INSIDE THE AGE GROUP MIND
THE METRICS DEBATE
So Fit. So Strong. So Happy.
Is it better to use heart rate or power for gauge effort on the bike? The answer is not either or, it’s both.
If an athlete is training for the half or full distance, the bulk of that athlete’s training program should consist mostly of aerobic training. The only way to know if you are in an aerobic training zone is by having pre-determined heart rate zones. Some coaches, however, choose to set up these zones using a power meter. In theory, this can work, but also can be a recipe for forcing the athlete to train too hard.
When using power only, it’s hard to determine just how much stress an athlete is enduring at any given time. Stress is an essential factor in determining what is best for an athlete on any given day. The best gauge of stress is the heart. Heart rate is affected by dehydration, temperature, lack of sleep and the food you eat – essentially everything. So using a measure that takes all these factors into consideration is crucial to ensuring athletes avoid overtraining and burnout.

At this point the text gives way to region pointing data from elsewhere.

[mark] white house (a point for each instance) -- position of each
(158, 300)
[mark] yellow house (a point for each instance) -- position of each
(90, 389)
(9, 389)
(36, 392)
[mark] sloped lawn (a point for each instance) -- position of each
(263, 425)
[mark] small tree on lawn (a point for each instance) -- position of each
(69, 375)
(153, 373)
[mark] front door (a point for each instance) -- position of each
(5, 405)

A power meter is a great way to measure progression. Because performance can vary day to day, athletes should use a power meter as a tool to measure a given output compared to a specific heart rate, then compare this to a previous workout at the same heart rate.

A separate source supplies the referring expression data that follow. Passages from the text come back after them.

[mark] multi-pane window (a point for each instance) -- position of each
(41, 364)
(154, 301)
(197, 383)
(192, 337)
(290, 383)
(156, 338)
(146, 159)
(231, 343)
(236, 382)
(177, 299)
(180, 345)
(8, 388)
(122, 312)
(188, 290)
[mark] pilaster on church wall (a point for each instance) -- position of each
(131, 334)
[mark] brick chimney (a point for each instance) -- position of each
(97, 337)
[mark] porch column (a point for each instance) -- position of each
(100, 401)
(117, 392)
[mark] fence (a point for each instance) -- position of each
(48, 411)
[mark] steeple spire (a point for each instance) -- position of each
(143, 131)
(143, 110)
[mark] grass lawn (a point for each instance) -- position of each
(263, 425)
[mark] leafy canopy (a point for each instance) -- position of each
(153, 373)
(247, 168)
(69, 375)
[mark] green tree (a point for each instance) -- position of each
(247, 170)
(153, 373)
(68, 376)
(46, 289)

For example, if an athlete holds 150 watts on the bike while in the middle of zone 1 at the beginning of the season, and one month later, holds 160 watts at that same heart rate, then we are seeing progress. Some days fatigue will set in, along with other stressors, and holding that same 150 to 160 watts may force the athlete to go into a zone 2 or 3 heart rate. If this is the case, the athlete using both power and heart rate would know to slow down to get back into an aerobic effort (i.e. zone 1).

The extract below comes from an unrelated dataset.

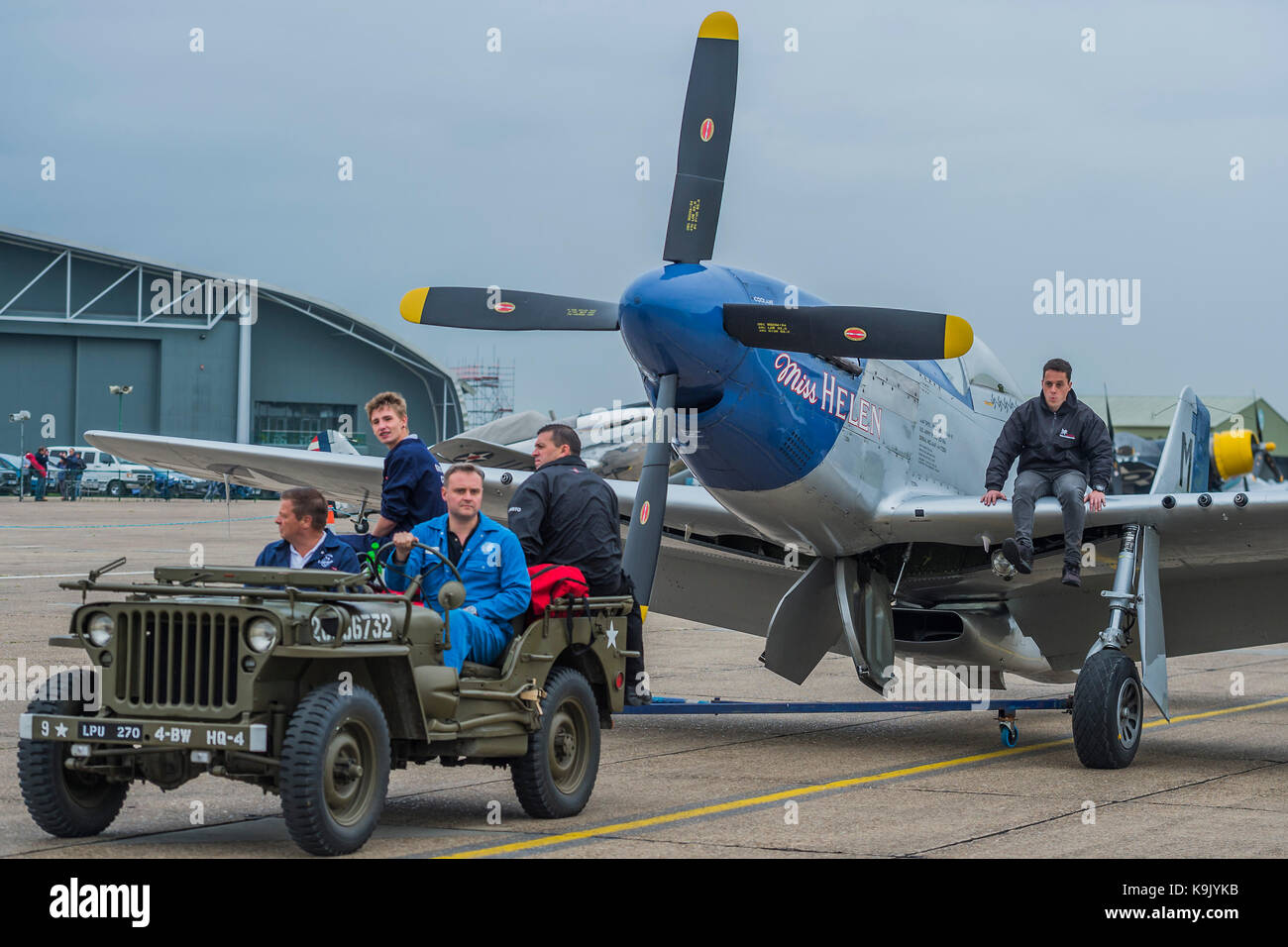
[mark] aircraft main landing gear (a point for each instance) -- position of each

There are times, however, where using power would be beneficial as the main standard of measurement. As the athlete gets closer to race time doing some power-focused targets is a good way to push through some barriers to see where the heart rate is when the athlete is rested and ready to put in a solid effort. This will help provide necessary guidelines for race day. Overall a power meter is a powerful tool and is best used in conjunction with heart rate.
The athlete’s quest to improve performance using data measurements is unending. Red Bull recently put triathletes Angela Naeth and Jesse Thomas through testing at Project Endurance in Death Valley, Calif., to analyze how muscle fibres are impacted by altitude, measuring oxygen in their blood and muscles while collecting data about pedalling cadence, heart rate and wattage output.